Но, так или иначе, всё бросил и возник в другом месте под другим именем. Небо, ведь всё время я желал ему удачи! Врагу Сил Света. Но режиссёр сделал его уж больно симпатичным и настоящим. Пускай и нисколько не хорошим. Нужно будет спросить Элли, желала ли она ему удачи тоже. Чёрт, может, нужно было впустить Элли и обсудить это прямо сейчас и досмотреть вместе... Элли. Если Элли желала Джедайту удачи, то, возможно, я мог бы с ней, как раз с ней поговорить о дыре, в которую улетает моя жизнь. Ну да... Я представил себе: «Элли, заходи. О, не обращай внимания, просто я сошёл с ума и всё разбил здесь и раскурочил... что? Забей, давай фильм досматривать, я тут до перехода Джедайта на светлую сторону досмотрел. Что? А я просто солгал! Желала ли ты Джедайту удачи, как это делал я? А после фильма я расскажу тебе о своих психологических проблемах, я хочу поговорить об этом». Нда...
Элли всё равно давно ушла, в квартире стоит тишина, и не бежать же мне за ней теперь. Я лучше стану смотреть дальше.

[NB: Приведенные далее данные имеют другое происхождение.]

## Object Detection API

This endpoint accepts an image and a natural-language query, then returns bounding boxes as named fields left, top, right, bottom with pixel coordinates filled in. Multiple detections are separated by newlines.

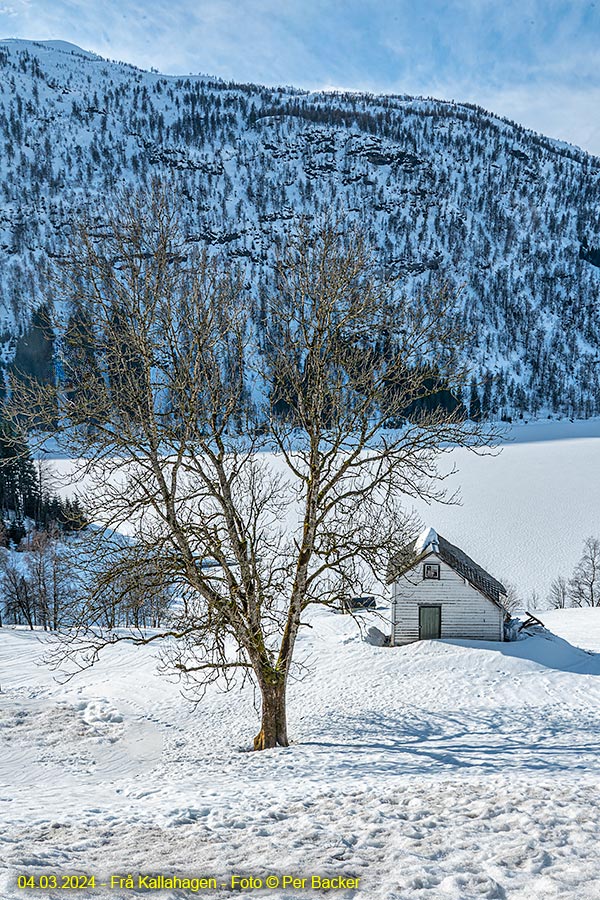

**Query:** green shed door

left=419, top=606, right=442, bottom=641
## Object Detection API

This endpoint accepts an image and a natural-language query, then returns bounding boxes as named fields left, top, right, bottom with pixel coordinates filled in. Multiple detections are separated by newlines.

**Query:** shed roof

left=387, top=529, right=506, bottom=607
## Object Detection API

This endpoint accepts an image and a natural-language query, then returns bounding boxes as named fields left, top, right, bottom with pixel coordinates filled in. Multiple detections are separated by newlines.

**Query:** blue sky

left=0, top=0, right=600, bottom=155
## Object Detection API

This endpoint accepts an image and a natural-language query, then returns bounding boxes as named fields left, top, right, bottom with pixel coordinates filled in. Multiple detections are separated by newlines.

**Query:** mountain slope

left=0, top=41, right=600, bottom=416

Джедайт, однако, не перешёл на светлую сторону, как я ожидал, а после мирного разговора с Воительницами (вообще ни о чём) вернулся в своё Злобное Место. Это, кстати, очень красиво показано (спецэффекты простые — а как красиво). Джедайт беспокойно меряет шагами комнату на Земле, размышляет, а стены комнаты незаметно переходят в коридор дворца в Злобном Месте, и вот Джедайт решительно идёт к кабинету королевского секретаря. Он просит о внеочередной аудиенции (раньше королева охотно предоставляла их ему), но он уже в такой немилости, что ему предлагается изложить дело вечером во время общего приёма. Если он сможет доказать важность своего дела, её величество примет его с глазу на глаз. На приёме Джедайт начинает рассказывать о деле тренажёрного зала (которое держал в тайне ото всех) — в виде левой забавной байки с Земли. Смотреть эту часть мне было мучительно. Показаны два разных мира. Демоны от Земли бесконечно далеки. Они ничего не знают, ничего. Люди расследуют смерть одного-единственного рядового человека? не высокопоставленного? учительницы (что это такое?)? Да людей же миллиарды и, потом, они все одинаковые, это просто невозможно. Пытаться обходиться без жертв при сборе энергии? Это ещё зачем? Кстати, Джедайт, как продвигается сбор энергии? Джедайт! Вы мучите свою королеву своими неудачами (дружное «аххх» придворных). Хорошо, попробуйте, вдруг получится. Ещё что-то? — (Проникновенная речь Джедайта) — Вы собираетесь это использовать при сборе энергии? О Тьма, но зачем тогда вы нам об этом говорите и тратите наше время?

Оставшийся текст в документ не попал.